Estimulado por una curiosidad pueril, Sadrah examinó el cuerpo al detalle con la esperanza de descubrir qué había hecho Margio exactamente. Una arteria seccionada colgaba como el cable de una radio rota. Es más brutal de lo que me imaginaba, pensó al darse cuenta de que el cuello estaba prácticamente cortado en dos, como si un carnicero se hubiese dejado el trabajo sin terminar.
—Su padre murió hace unos días, y poco antes había muerto su hermana pequeña, con solo una semana de vida —dijo Jahro—. Creo que el muchacho se ha vuelto loco.
—Desde luego hay que estar loco para morder a alguien así —respondió Sadrah.
El aire se enfrió y el comandante Sadrah oyó a sus cuones aullar en la distancia, pidiendo que los metieran en su jaula, o más probablemente porque sus hocicos carnívoros habían detectado el olor de la sangre en la brisa de la tarde. Antes de que cayera la noche, Jahro pidió unos cubos de agua. Los surtidores chirriaban ruidosamente.
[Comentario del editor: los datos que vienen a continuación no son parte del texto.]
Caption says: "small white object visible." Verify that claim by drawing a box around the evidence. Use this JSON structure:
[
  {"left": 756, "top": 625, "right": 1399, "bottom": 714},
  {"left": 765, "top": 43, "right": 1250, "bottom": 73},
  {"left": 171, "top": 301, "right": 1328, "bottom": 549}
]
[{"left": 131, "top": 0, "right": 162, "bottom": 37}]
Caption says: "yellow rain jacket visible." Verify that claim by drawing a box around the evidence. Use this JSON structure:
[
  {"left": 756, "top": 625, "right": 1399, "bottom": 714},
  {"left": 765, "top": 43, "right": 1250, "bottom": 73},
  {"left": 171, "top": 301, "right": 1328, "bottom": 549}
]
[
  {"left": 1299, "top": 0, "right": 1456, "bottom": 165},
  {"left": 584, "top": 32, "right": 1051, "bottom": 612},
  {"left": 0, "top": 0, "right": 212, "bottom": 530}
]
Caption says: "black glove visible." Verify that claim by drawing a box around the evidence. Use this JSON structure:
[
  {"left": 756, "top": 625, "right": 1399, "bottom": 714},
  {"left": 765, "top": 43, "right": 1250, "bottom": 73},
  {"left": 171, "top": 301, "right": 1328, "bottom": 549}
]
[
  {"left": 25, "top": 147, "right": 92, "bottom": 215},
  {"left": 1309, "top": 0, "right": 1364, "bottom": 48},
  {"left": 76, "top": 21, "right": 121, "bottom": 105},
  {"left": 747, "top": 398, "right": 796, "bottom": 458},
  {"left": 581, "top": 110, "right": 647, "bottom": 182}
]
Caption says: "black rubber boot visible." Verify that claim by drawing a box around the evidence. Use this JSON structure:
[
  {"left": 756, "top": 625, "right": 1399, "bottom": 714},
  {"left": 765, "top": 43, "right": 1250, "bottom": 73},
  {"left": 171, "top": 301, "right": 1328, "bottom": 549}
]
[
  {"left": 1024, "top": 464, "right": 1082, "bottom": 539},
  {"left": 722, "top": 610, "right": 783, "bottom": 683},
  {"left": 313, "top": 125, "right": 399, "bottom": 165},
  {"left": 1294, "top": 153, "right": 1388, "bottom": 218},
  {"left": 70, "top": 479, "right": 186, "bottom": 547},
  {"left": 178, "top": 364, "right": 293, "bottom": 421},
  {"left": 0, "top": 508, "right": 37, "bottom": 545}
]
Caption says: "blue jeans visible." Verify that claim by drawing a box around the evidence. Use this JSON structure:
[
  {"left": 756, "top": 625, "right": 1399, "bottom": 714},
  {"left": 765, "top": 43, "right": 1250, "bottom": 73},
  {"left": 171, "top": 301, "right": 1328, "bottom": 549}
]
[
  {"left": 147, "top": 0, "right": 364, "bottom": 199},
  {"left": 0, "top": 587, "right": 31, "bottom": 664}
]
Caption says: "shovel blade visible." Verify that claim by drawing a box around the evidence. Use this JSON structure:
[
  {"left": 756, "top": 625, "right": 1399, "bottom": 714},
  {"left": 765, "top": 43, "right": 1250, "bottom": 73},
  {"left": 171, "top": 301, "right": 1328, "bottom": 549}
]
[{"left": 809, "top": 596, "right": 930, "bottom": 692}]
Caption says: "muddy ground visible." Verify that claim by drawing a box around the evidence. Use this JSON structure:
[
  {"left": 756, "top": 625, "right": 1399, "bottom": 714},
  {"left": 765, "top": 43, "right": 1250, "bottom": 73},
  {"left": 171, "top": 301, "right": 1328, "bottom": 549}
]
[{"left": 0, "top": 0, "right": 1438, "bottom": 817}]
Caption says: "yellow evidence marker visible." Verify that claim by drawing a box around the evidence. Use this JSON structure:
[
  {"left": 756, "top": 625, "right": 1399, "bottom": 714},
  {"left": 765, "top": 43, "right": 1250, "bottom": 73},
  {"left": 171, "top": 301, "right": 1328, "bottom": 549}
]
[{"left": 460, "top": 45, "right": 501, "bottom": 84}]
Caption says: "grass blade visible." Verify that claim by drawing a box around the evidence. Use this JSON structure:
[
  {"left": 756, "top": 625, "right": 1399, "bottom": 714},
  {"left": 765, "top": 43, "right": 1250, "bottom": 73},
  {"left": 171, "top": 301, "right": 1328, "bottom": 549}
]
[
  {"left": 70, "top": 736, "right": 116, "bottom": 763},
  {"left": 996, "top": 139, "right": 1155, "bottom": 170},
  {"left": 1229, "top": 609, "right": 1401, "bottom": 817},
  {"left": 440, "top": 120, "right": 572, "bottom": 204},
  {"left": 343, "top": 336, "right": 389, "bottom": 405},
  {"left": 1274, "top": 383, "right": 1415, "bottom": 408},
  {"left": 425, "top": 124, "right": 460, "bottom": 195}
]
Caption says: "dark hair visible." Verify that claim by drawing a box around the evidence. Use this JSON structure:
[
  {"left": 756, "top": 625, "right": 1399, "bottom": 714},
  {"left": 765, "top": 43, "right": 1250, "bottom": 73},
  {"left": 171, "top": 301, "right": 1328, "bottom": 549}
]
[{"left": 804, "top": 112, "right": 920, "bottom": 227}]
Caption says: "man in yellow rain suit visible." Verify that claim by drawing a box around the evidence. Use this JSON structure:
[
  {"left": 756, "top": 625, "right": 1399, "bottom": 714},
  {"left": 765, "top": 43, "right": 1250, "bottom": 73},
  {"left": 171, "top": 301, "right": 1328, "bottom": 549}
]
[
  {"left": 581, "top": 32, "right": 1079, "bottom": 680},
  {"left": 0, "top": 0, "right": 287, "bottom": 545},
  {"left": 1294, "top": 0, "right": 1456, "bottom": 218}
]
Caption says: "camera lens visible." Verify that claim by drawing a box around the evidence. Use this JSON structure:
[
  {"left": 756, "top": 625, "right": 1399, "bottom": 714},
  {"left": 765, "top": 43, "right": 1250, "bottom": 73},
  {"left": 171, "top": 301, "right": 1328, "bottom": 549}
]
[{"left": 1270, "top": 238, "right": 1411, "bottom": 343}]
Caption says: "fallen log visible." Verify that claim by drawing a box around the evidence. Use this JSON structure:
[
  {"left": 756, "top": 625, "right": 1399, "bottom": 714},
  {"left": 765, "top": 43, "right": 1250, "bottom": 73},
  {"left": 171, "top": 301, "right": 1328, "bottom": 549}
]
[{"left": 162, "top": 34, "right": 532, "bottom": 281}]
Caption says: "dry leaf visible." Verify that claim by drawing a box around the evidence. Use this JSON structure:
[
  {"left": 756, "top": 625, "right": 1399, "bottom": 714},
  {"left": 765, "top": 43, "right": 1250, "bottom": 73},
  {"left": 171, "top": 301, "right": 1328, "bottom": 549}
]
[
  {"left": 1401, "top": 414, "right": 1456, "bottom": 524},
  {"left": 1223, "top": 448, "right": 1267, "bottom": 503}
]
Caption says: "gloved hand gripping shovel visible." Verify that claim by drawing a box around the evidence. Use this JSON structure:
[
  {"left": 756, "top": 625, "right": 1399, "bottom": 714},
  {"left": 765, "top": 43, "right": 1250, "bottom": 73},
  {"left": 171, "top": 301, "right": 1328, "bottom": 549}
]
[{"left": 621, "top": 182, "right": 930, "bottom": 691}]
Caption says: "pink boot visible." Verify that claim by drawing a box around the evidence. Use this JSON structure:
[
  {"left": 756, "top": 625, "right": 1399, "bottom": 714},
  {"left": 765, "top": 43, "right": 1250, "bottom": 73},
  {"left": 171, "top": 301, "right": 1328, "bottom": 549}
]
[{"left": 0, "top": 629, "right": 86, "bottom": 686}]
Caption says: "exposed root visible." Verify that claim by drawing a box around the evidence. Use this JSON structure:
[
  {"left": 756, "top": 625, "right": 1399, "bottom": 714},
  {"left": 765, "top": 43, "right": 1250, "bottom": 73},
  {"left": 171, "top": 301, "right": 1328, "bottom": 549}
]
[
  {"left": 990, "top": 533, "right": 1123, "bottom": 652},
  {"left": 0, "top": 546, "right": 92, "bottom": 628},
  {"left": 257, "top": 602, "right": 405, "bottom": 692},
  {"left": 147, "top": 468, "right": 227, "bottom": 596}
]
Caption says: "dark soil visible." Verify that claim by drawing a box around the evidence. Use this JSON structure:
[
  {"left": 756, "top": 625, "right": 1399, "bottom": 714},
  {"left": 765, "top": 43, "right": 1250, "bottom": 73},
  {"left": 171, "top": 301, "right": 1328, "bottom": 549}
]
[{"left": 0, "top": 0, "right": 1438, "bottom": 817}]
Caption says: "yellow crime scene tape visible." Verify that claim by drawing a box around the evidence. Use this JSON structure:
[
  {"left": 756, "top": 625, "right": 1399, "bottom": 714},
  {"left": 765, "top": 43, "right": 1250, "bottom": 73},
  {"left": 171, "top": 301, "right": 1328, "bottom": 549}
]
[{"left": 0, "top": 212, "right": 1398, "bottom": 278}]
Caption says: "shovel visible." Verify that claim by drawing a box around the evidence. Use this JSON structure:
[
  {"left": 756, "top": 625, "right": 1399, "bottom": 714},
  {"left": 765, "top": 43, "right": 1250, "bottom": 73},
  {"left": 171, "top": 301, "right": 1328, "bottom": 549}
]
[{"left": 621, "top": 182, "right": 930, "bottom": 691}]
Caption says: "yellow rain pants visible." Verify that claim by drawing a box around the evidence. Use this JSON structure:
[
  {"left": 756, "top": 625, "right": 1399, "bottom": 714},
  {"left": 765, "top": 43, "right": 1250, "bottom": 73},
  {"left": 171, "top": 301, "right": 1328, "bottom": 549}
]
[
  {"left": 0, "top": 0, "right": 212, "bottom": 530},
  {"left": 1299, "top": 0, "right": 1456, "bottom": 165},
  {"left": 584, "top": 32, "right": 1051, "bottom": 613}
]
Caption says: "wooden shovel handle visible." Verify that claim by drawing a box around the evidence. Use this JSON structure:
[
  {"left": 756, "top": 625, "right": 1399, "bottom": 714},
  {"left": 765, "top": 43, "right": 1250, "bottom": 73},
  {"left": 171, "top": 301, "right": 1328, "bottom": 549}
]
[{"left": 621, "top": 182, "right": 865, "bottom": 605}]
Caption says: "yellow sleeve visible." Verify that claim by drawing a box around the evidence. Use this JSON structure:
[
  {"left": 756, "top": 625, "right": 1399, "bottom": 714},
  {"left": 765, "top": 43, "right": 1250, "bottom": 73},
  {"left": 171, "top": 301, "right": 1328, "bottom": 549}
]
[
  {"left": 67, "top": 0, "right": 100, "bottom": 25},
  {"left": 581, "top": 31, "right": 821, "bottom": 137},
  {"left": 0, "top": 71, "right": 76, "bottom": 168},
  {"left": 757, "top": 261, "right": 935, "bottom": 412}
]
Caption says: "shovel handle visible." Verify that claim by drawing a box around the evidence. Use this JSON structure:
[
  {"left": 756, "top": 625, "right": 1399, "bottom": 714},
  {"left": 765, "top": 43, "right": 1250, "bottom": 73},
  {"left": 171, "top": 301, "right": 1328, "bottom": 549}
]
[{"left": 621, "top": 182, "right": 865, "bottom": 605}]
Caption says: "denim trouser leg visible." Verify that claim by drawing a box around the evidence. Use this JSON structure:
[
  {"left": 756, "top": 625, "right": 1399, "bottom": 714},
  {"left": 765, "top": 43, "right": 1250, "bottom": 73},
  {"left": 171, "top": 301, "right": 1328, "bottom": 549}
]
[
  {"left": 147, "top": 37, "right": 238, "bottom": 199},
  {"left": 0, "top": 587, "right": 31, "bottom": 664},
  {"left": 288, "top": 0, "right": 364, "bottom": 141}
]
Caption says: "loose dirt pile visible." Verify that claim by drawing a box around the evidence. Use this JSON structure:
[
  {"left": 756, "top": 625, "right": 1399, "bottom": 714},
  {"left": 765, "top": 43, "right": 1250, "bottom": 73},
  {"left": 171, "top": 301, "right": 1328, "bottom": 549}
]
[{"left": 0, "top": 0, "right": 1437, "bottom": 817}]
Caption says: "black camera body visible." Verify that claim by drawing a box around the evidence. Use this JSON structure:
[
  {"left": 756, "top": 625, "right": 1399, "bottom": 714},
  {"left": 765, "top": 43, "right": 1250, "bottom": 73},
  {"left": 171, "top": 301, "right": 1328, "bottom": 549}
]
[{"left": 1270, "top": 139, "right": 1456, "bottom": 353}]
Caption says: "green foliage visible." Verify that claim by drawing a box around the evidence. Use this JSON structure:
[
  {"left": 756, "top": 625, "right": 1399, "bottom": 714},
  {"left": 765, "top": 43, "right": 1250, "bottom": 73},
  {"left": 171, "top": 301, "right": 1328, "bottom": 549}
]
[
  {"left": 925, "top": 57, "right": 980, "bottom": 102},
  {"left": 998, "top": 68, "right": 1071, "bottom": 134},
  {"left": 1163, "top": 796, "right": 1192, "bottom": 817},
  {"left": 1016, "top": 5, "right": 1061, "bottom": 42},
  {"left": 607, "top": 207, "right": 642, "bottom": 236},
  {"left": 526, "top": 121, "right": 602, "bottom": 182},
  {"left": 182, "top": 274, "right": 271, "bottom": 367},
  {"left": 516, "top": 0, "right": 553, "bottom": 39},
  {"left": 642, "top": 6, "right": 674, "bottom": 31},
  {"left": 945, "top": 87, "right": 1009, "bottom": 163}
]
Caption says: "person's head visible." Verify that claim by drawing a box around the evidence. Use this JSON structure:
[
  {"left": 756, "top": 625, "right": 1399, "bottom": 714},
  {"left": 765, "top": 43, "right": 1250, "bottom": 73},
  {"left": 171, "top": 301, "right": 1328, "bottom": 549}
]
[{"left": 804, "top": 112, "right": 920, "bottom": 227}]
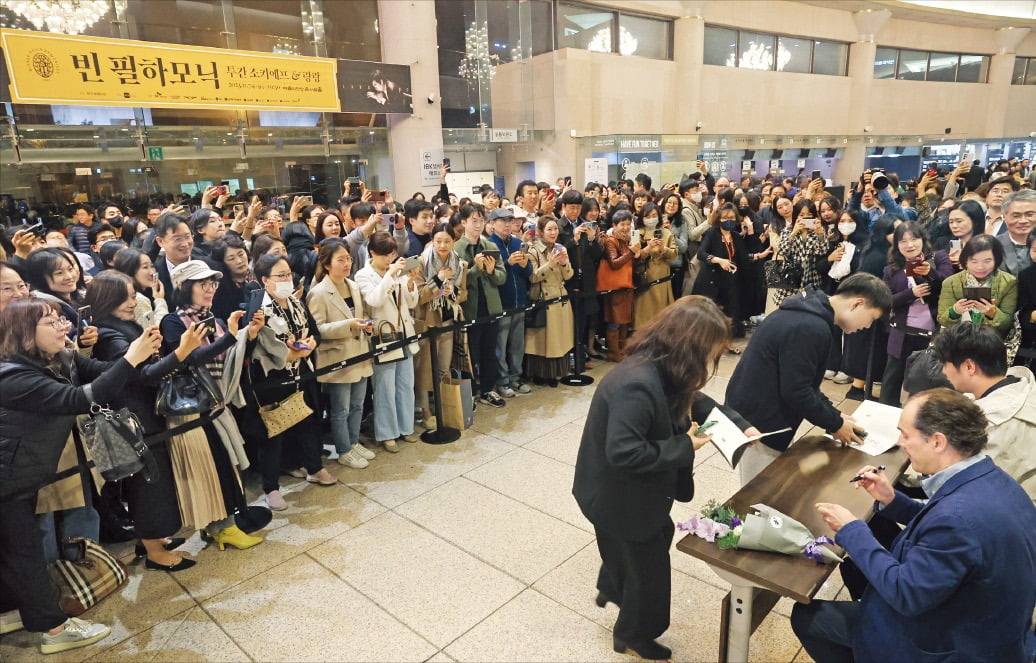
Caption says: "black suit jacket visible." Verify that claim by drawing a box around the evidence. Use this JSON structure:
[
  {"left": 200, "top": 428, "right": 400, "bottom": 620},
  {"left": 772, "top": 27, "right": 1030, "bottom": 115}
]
[{"left": 572, "top": 357, "right": 749, "bottom": 541}]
Ma Soma reapareció con unas bolsas de bolas de algodón. Jahro limpió la herida con toda solemnidad, seguro de detener el incesante río de sangre como si el horrible tajo no fuera más que una rozadura infantil. Continuó murmurando oraciones. Sadrah, que había vivido los horrores de la guerra de guerrillas y había visto cuerpos humanos volar en pedazos por el fuego de mortero, admiraba la fría compostura de Jahro. Estuvo a punto de proponer que dejaran la herida tal y como estaba, de recordarle al kyai que al fin y al cabo el cuerpo acabaría pudriéndose en su tumba.
Las manos de Jahro danzaban recibiendo bolas de algodón que cambiaban de color en cuanto las introducía en la herida; después aplicó una venda y la cubrió con trozo de muselina. Parecía un pequeño corte en el cuello de una persona viva que llevara una bufanda de muselina arrugada. Mientras él se afanaba con esta labor, otros hombres desvistieron el cadáver, lo lavaron, lo frotaron y lo perfumaron con flores. Un aroma de bórax se desprendía del difunto y flotaba alrededor de sus cabezas.
Ma Soma trajo un sudario del surau y allí mismo amortajaron el cuerpo.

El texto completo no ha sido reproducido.